# Ultimate 8" diameter brushed solution



## rochesterricer (Jan 5, 2011)

Hey Luke, hardly ever see you post on here. On their website, Netgain claims their Warp 8 is a twin to the ADC 8" motor (203-06-4001A), so I would think they are close or identical in size. Might wanna call Netgain and see if you can talk to George. There might be a brush compound that could take that amount of amperage for a 1/4 mile. White Zombie used to have two of those things connected to a Zilla 2K after all.


----------



## liveforphysics (Jan 16, 2014)

I found the cause of the blasts of sparks was due to hitting the Zilla's rev limiter. If I stay off limiter (which takes careful throttle control, as the wheel spins up so quickly when it looses traction), the motor seems to do fine. 

So I turned it up to 1kA, and now it pulls better.

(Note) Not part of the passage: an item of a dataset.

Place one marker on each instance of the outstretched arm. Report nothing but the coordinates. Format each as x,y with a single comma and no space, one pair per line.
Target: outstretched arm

It's decently quick to drive now, but still a little soft. 

Considering going to a Zilla 2k and putting a taller gear in her to give her some legs.


----------



## dcb (Dec 5, 2009)

sounds like a fun project, was looking at the nedra site and thought of this thread:
http://www.nedra.com/build.html

CG might be an issue for a sparrow, spinning the tires more with a 2k probably won't make it go faster, might just try a taller (lower ratio) gear for starters and see how it does with less tire slip.


----------



## liveforphysics (Jan 16, 2014)

I know I can put a slick that works with a well prepped track surface and not have wheelspin be an issue. For the street, its already reasonably adequate just feeding this little 8" 200kW, but she's pretty soft for the strip.


----------